This plugin shows baker's percentages for a file with ingredients in grams, given an ingredient to treat as a base. Fun for those who really, really want to know just how much sugar to put in those cookies as a percentage of the flour content. Works great on bread recipes as well, but really you just need a Markdown file in Obsidian with an Ingredients heading to get going.

How to use

Let's say we have a file, The-Best-Cookies.md with the following contents:

# The Best Cookies
## Ingredients
- 500g all-purpose flour
- 200g butter
- 2 eggs
- 2 tsp vanilla
- 300g granulated sugar
- 2 tsp baking powder

## Instructions
Make the cookies.

(Possibly the worst cookies, I made the amounts up.)

After installing the plugin, you'll see a percent icon on the left sidebar.
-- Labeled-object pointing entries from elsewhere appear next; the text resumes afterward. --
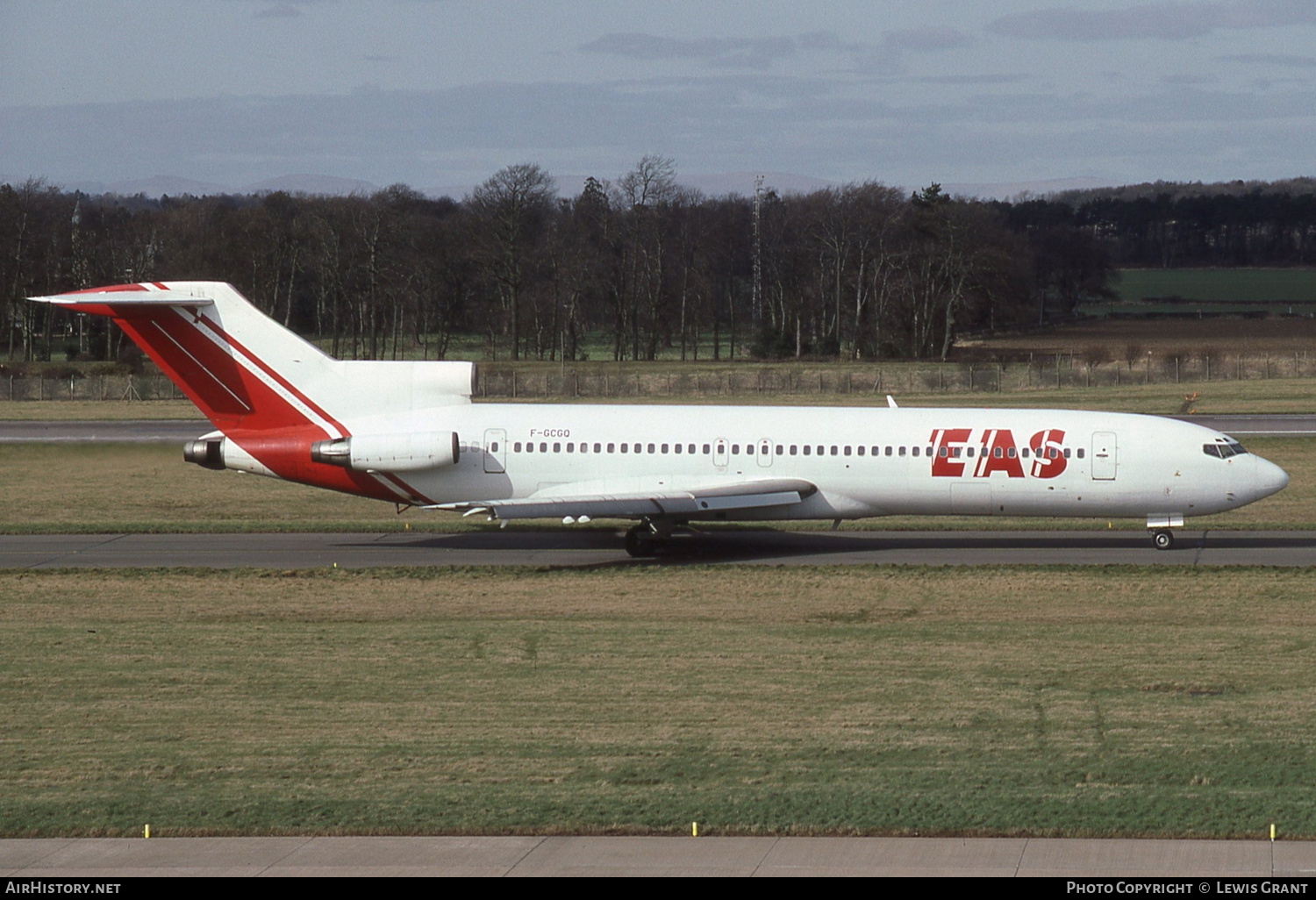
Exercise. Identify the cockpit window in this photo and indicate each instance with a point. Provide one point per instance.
(1223, 450)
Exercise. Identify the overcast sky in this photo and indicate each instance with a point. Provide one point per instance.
(444, 92)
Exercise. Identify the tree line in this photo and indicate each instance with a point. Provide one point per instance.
(861, 271)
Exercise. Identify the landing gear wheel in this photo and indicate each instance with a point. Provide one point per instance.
(640, 541)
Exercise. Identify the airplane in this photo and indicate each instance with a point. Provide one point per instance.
(408, 433)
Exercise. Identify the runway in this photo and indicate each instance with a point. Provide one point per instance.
(760, 857)
(179, 431)
(603, 547)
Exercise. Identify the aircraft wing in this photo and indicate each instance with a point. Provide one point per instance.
(697, 503)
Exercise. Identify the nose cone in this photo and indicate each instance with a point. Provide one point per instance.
(1268, 479)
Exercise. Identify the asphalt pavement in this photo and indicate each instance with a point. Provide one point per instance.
(566, 546)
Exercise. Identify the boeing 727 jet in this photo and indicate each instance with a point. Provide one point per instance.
(408, 433)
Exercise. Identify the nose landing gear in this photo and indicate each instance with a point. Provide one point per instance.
(1162, 539)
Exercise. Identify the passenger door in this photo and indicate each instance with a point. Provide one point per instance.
(1105, 455)
(495, 450)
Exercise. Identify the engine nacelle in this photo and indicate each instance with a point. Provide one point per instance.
(218, 452)
(390, 453)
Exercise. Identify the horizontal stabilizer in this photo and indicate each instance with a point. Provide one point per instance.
(700, 503)
(126, 300)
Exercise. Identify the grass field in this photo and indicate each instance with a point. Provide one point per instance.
(1276, 286)
(1036, 702)
(68, 489)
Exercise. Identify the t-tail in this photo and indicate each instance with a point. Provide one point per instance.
(281, 405)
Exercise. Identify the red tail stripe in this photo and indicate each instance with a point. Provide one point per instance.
(279, 379)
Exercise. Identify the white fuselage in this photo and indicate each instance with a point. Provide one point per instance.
(863, 461)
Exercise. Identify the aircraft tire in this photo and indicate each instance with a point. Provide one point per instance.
(639, 542)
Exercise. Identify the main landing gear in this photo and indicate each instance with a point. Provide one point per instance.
(645, 539)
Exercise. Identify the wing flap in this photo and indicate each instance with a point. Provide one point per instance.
(666, 504)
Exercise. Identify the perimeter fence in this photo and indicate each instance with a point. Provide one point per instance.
(600, 381)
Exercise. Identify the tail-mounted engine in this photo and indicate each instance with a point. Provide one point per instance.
(390, 453)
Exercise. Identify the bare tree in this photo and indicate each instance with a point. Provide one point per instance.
(512, 207)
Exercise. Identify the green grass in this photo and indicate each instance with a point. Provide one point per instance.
(144, 489)
(1276, 286)
(1063, 702)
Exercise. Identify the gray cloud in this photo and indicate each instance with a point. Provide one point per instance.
(924, 39)
(761, 53)
(729, 121)
(1166, 21)
(1289, 61)
(726, 53)
(281, 11)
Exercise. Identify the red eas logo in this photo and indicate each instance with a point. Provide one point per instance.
(994, 450)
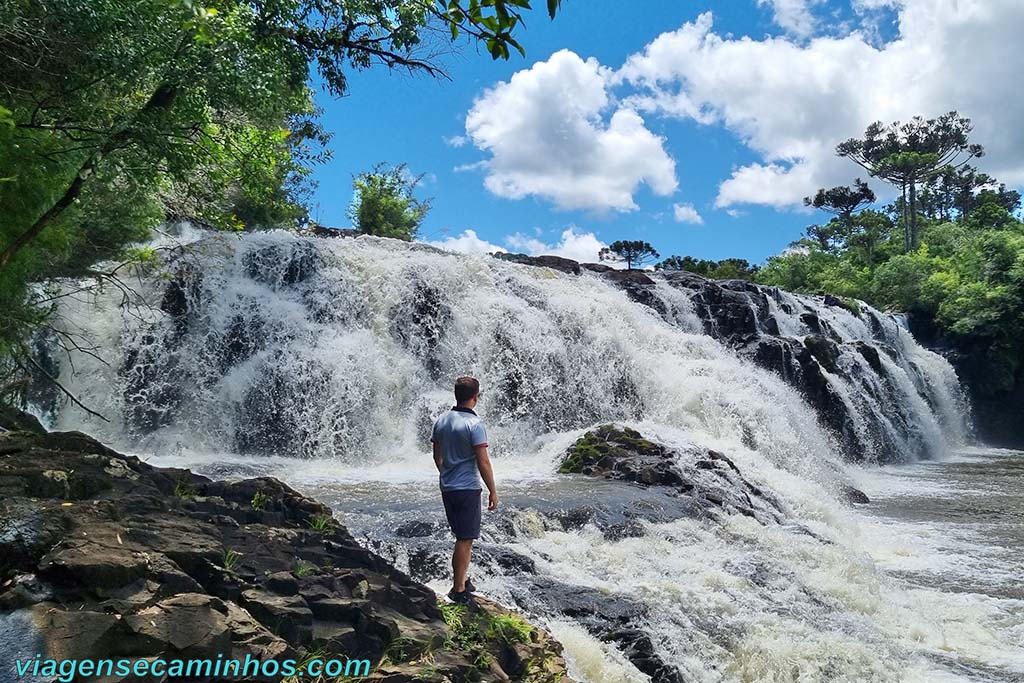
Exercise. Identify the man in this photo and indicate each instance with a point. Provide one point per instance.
(460, 444)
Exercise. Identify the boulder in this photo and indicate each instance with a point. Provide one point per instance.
(707, 479)
(548, 261)
(13, 419)
(104, 556)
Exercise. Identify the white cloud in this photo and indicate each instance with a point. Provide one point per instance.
(576, 245)
(793, 15)
(467, 243)
(792, 103)
(685, 213)
(549, 135)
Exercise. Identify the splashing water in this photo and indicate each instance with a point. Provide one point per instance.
(324, 361)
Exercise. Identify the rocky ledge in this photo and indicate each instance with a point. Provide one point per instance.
(707, 480)
(104, 556)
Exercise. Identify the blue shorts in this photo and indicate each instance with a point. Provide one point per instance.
(463, 511)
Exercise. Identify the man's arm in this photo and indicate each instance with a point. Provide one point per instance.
(438, 457)
(483, 463)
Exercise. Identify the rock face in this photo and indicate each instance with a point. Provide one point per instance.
(710, 481)
(104, 556)
(844, 378)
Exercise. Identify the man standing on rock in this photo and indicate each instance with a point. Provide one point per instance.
(460, 444)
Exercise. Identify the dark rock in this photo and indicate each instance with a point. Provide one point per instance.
(317, 230)
(846, 304)
(12, 419)
(854, 496)
(708, 480)
(282, 264)
(639, 287)
(553, 262)
(416, 529)
(164, 562)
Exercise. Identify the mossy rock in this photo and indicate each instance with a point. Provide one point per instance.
(605, 445)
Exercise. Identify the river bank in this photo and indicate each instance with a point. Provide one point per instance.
(104, 556)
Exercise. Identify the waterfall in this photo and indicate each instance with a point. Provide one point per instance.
(325, 361)
(346, 348)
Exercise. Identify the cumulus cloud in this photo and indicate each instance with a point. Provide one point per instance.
(793, 15)
(467, 243)
(554, 131)
(685, 213)
(792, 103)
(573, 244)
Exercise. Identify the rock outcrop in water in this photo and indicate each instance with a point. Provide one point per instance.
(104, 556)
(709, 482)
(862, 386)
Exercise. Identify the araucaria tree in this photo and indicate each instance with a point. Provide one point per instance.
(383, 203)
(906, 155)
(634, 252)
(843, 202)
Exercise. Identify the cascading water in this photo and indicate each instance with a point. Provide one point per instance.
(324, 361)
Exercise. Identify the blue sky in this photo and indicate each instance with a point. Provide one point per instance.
(712, 118)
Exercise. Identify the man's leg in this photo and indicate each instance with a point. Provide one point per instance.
(460, 563)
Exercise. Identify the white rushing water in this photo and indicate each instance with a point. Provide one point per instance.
(324, 361)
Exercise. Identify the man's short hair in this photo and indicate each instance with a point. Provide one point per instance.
(466, 388)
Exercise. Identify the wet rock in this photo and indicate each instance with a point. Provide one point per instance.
(639, 287)
(708, 481)
(854, 496)
(419, 323)
(12, 419)
(553, 262)
(164, 562)
(282, 264)
(416, 529)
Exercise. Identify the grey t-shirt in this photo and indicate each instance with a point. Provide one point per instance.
(458, 431)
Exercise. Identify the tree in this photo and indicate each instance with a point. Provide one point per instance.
(180, 92)
(119, 114)
(383, 204)
(729, 268)
(634, 252)
(907, 154)
(843, 201)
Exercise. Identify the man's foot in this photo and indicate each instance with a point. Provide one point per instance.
(463, 598)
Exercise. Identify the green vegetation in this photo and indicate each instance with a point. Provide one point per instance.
(476, 631)
(949, 250)
(729, 268)
(383, 204)
(231, 559)
(259, 501)
(303, 568)
(606, 441)
(117, 115)
(184, 491)
(320, 521)
(634, 252)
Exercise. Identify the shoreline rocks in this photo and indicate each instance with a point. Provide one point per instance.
(102, 555)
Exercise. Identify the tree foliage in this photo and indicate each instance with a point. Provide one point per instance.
(729, 268)
(905, 155)
(116, 115)
(383, 203)
(633, 252)
(964, 270)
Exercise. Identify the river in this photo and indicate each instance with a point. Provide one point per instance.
(324, 363)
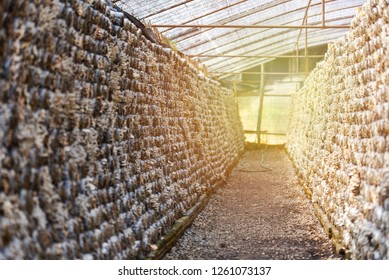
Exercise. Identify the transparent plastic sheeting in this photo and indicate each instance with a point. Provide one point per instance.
(275, 117)
(213, 41)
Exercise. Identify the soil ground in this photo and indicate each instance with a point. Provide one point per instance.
(259, 214)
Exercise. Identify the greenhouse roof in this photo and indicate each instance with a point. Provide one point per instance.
(229, 36)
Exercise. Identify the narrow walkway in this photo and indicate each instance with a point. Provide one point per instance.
(257, 215)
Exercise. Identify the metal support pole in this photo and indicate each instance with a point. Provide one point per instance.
(260, 109)
(265, 73)
(253, 56)
(306, 53)
(251, 26)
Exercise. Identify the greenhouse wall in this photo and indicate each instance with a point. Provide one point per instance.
(106, 139)
(338, 135)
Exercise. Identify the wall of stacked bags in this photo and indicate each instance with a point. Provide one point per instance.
(339, 134)
(105, 138)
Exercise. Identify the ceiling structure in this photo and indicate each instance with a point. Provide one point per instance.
(230, 36)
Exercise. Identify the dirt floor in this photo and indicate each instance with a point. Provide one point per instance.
(257, 215)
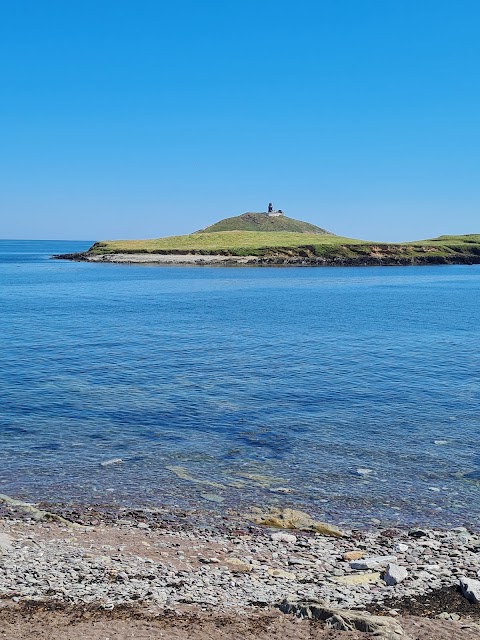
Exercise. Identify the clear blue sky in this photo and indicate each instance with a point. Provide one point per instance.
(123, 119)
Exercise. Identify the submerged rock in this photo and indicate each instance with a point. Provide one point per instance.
(294, 519)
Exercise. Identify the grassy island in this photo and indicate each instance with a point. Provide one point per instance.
(263, 240)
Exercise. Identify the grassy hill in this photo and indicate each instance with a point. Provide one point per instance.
(262, 222)
(289, 246)
(237, 243)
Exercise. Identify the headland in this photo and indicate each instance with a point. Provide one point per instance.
(272, 239)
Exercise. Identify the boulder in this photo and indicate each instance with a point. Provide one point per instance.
(357, 578)
(373, 562)
(278, 536)
(395, 574)
(294, 519)
(5, 542)
(470, 589)
(353, 555)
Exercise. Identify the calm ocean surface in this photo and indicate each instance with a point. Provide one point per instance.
(355, 389)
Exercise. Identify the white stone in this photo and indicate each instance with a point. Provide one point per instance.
(283, 537)
(374, 562)
(5, 542)
(470, 589)
(395, 574)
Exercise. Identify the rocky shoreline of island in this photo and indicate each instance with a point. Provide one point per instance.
(153, 562)
(275, 260)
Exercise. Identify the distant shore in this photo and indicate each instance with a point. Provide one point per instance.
(199, 259)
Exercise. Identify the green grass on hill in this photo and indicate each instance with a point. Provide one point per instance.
(231, 242)
(262, 222)
(286, 244)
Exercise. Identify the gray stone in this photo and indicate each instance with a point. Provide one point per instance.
(470, 589)
(373, 562)
(395, 574)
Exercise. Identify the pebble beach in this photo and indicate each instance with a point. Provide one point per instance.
(141, 564)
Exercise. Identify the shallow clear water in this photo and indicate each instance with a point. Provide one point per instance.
(252, 379)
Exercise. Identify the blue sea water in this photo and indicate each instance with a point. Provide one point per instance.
(352, 393)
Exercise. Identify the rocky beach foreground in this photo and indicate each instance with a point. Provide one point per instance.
(136, 574)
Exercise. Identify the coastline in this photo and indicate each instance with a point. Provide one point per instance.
(198, 259)
(145, 567)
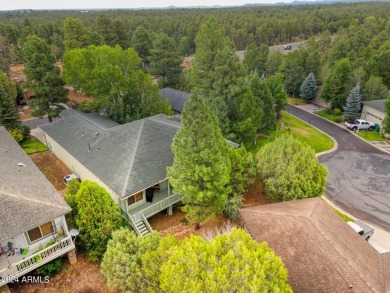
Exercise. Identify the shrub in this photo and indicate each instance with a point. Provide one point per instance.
(50, 269)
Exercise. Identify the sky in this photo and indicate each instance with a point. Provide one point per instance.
(85, 4)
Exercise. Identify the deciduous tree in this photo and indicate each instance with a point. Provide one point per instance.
(96, 217)
(308, 88)
(290, 170)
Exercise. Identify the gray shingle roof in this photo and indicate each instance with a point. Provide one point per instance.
(127, 158)
(27, 199)
(321, 252)
(376, 104)
(176, 98)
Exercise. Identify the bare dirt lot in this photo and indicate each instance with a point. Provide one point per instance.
(53, 169)
(84, 277)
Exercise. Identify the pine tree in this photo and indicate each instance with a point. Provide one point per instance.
(9, 116)
(165, 61)
(201, 167)
(308, 88)
(43, 78)
(353, 104)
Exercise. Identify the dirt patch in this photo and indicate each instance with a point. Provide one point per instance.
(84, 277)
(53, 169)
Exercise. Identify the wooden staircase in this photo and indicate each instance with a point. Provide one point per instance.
(142, 228)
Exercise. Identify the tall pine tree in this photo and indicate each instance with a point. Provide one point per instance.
(308, 88)
(43, 78)
(353, 104)
(201, 167)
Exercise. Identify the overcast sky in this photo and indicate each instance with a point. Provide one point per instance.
(83, 4)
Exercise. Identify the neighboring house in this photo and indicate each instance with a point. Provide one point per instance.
(176, 98)
(374, 111)
(320, 251)
(33, 230)
(128, 160)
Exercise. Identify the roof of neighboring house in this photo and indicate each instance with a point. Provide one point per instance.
(176, 98)
(128, 158)
(376, 104)
(27, 198)
(320, 251)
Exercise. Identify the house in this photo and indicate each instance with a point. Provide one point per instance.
(128, 160)
(374, 111)
(321, 252)
(176, 98)
(33, 229)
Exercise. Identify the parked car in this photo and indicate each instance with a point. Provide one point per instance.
(360, 124)
(362, 229)
(70, 177)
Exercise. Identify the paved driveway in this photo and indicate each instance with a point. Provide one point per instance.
(358, 173)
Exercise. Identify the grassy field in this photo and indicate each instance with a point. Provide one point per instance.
(371, 135)
(295, 101)
(33, 145)
(331, 117)
(300, 130)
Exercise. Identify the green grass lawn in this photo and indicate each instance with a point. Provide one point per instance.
(295, 101)
(331, 117)
(371, 135)
(302, 131)
(33, 145)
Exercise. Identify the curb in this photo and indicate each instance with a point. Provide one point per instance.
(335, 146)
(342, 127)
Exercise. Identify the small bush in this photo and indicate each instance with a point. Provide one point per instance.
(50, 269)
(337, 112)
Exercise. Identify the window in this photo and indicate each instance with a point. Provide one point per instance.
(135, 198)
(40, 232)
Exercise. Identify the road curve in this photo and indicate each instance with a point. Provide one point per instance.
(358, 173)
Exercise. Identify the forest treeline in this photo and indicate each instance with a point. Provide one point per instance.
(243, 25)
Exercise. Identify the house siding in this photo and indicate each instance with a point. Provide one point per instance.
(76, 167)
(372, 115)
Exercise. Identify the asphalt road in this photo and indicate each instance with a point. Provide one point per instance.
(34, 123)
(358, 173)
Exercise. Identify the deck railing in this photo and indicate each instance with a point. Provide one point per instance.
(36, 260)
(158, 207)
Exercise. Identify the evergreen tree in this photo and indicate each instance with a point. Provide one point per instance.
(308, 88)
(353, 104)
(96, 216)
(290, 170)
(201, 167)
(334, 89)
(165, 61)
(275, 85)
(386, 121)
(76, 35)
(43, 78)
(9, 116)
(264, 98)
(243, 171)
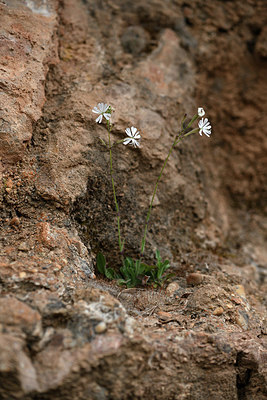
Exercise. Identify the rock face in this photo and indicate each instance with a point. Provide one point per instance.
(65, 333)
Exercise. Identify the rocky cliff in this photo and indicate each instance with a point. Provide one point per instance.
(65, 332)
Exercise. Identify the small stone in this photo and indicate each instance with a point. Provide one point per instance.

Click it!

The right sidebar will open a view that shows this!

Ingredients

  • 500g all-purpose flour 100%
  • 200g butter 40%
  • 2 eggs 20%
  • 2 tsp vanilla
  • 300g granulated sugar 60%
  • 2 tsp baking powder

Plus the generated Ingredient list text gets copied to your clip board.

But, you say! What about the baking powder?

Well, Ratio View works on metric ingredients, but it allows for user input. If you go to settings, you'll see that you can add metric weights for ingredients! Look, there's some already for eggs!

{"egg":50}

1 tsp of baking powder is ~ 4.8 grams, let's add it.

{
  "egg":50,
  "tsp baking powder":4.8
}

Let's recalculate!

Ingredients

  • 500g all-purpose flour 100%
  • 200g butter 40%
  • 2 eggs 20%
  • 2 tsp vanilla
  • 300g granulated sugar 60%
  • 2 tsp baking powder 1.9%

Nice!

For recipes that don't have flour in them, we can change or add to the Base Amount Identifier in settings.

Changing the value to "flour|\*" means that in any recipe that doesn't have flour listed, the calculator will look for an asterisk (*) in the line that should be the base amount.

This is using a regex behind the scenes, so you'll probably need to escape any non alpha-numeric characters.

Manually installing the plugin

  • Copy over main.js, styles.css, manifest.json to your vault VaultFolder/.obsidian/plugins/your-plugin-id/.

For development

Forked from the sample plugin for Obsidian (https://obsidian.md).

This project uses Typescript to provide type checking and documentation. The repo depends on the latest plugin API (obsidian.d.ts) in Typescript Definition format, which contains TSDoc comments describing what it does.

Note: The Obsidian API is still in early alpha and is subject to change at any time!

This sample plugin demonstrates some of the basic functionality the plugin API can do.

  • Adds a ribbon icon, which shows a Notice when clicked.
  • Adds a command "Open Sample Modal" which opens a Modal.
  • Adds a plugin setting tab to the settings page.
  • Registers a global click event and output 'click' to the console.
  • Registers a global interval which logs 'setInterval' to the console.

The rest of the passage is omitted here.